Clearly, Michael Bloomberg wants to be President. He once stated on the record that there are four supremely perfect jobs in the world: Mayor of New York, the Papacy, Secretary General of the United Nations and, finally, President. In that time, Bloomberg was elected to three terms as Mayor of New York and because of his religion, the Papacy is out of the question, and because of the politics at the UN, the Secretary General is also out of reach.
That leaves only the Presidency within the billionaire's grasp.
Michael Bloomberg has flirted with the Presidency for some time now. Various names have been floated for years -- Oklahoma Governor David Boren, former Congressman and current broadcaster Joe Scarborough, Evan Bayh -- but nothing has ever materialized on the political landscape. And there is little doubt that the maneuverings, the backroom Beltway third party chatter, all suggests, in so many words, that Michael Bloomberg would not be particularly inconvenienced if he were asked to run in 2012.
The only problem is that rosy Bloombergian scenario is that Bloomberg cannot win if Barack Obama runs for a second term -- a likely event -- because the two campaigns would cannibalize each other, appealing, essentially, to the same rational, centrist, urbane, sophisticated base of Americans, thereby electing the Republican. Awkward.
Parallel to that, Bloomberg is a fundamentally decent man and in 2008 balked at the idea of running against and somehow spoiling the legacy of the first elected African-American President. It just doesn't seem in the cards of a Bloomberg Presidential campaign if Barack Obama remains in the race. That might explain why people on the Bloomberg payroll have been not-too-subtly floating the idea of a one-term Obama Presidency (shame on Doug Shoen: he should know better). All told, it is not inconceivable that Michael Bloomberg's time for the best, most perfect job has passed him by.

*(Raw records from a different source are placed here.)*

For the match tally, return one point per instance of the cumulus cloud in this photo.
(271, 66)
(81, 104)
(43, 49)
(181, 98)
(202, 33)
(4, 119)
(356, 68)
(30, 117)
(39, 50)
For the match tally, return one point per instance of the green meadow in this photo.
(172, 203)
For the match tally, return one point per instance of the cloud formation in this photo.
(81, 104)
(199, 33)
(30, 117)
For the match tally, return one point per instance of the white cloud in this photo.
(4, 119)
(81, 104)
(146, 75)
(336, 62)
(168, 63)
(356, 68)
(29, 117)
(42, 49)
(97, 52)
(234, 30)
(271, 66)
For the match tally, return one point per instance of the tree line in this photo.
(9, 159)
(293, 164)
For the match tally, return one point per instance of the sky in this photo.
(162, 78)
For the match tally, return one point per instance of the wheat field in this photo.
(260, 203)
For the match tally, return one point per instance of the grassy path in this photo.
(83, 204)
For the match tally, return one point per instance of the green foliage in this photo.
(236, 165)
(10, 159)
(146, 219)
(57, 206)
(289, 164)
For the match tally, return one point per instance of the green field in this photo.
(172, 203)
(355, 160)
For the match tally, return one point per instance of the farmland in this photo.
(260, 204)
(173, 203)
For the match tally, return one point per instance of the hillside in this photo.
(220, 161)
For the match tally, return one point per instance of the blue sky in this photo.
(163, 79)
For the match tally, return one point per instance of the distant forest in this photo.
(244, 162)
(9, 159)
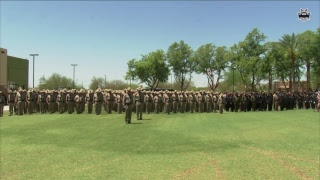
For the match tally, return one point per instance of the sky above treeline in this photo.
(102, 36)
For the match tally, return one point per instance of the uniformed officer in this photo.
(2, 101)
(137, 102)
(98, 101)
(221, 101)
(127, 103)
(89, 100)
(11, 102)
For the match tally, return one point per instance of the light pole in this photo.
(105, 81)
(233, 78)
(33, 55)
(74, 68)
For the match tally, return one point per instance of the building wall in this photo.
(18, 72)
(3, 67)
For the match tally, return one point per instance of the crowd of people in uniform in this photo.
(140, 101)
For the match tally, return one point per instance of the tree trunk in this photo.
(293, 78)
(252, 85)
(270, 81)
(308, 75)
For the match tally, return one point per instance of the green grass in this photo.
(253, 145)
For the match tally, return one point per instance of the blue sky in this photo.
(101, 36)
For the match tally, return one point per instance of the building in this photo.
(14, 72)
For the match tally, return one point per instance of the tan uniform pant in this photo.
(1, 109)
(138, 110)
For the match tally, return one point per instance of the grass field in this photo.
(252, 145)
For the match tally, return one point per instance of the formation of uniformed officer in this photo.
(69, 101)
(2, 102)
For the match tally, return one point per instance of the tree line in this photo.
(253, 60)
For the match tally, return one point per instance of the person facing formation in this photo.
(127, 103)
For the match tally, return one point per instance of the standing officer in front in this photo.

Bloomberg isn't quite like any other candidate. He is the most powerful elected independent in the country. Young urban administrators with bright futures ahead of them, like Cory Booker look to Michael Bloomberg as a mentor, as an ideal pol -- a player with the personal resources and lack of a political party obligations that allows him to take risks and do bold urban policy experimentation. Like most -- if not all -- billionaires, Bloomberg shares traits with monarchs. Both billionaires and monarchs exist in a bubble, shielded from contemporary reality, catered to and pampered, thus they develop acute personal eccentricities. They also tend to be -- but are not always --unpredictable, because billionaires can act on a whim, according to their fancy, and almost never encounter opposition from within their bubble (for further reference, see: billionaire Ross Perot's quixotic exit and re-entry into the 1992 Presidential race) Bloomberg is a well-known eccentric and has been known to go off message, offering pronouncements.
According to Forbes, he is the richest New Yorker and the eighth richest man in the United States. Bloomberg finances his own campaigns. He surrounds himself with some of the smartest people in contemporary American politics -- super heavyweight political wonks and grinds of the highest magnitude. But Bloomberg is trapped, as i said before, unable to run for President, but also wanting to play in the big leagues. So why doesn't President Obama hire Michael Bloomberg?
Michael Bloomberg is many things, a politician, a billionaire, a media executive, a former Wall Streeter, but what is of greatest interest to this embattled White House is the fact that Michael Bloomberg is a businessman. They have had their differences, but they could be -- and should be -- allies. And Barack Obama has a problem -- and not a small one -- with the Chamber of Commerce, a fact that was became most evident on election day 2010 when he lost the House of Representatives. As Bloomberg told the December issue of GQ, which named him The most interesting—and most fearless—politician in America:
“One of those things that I’ve urged the president to do is to get some business people in his close, tight circle,” Bloomberg said of the president. “I think business is—one of the president’s job is to promote American business around the world, sell our products around the world, get people from around the world to come and invest here. That’s a big part of the job. That’s our tax base. That’s how Americans earn a living and I don’t think he has enough advisers.”Whether or not this helps Obama in the general election in 2012 -- business is not the most popular profession in America right now -- he needs non academic, non politicians in senior advisory positions who thoroughly understand the business class perspective. Michael Bloomberg is a two-fer, a businessman with Wall Street cred with a powerful political brand with independent voters (and Jewish voters as well). President Obama hire Michael Bloomberg -- and his kitchen cabinet of policy wonks -- to serve in some senior advisory position. While the administration is at it they might want to look at hiring the gritty, dirt-under-his-fingernails populist Ed Rendell -- outgoing Governor of Pennsylvania -- as Chief of Staff to provide balance to Bloomberg's centrist idealism. Rendell has a deep, pragmatic understanding of the white working class, a staple of the Democrat party -- a key to winning Ohio and Michigan and Pennsylvania -- that Barack Obama has had trouble attracting throughout his political career.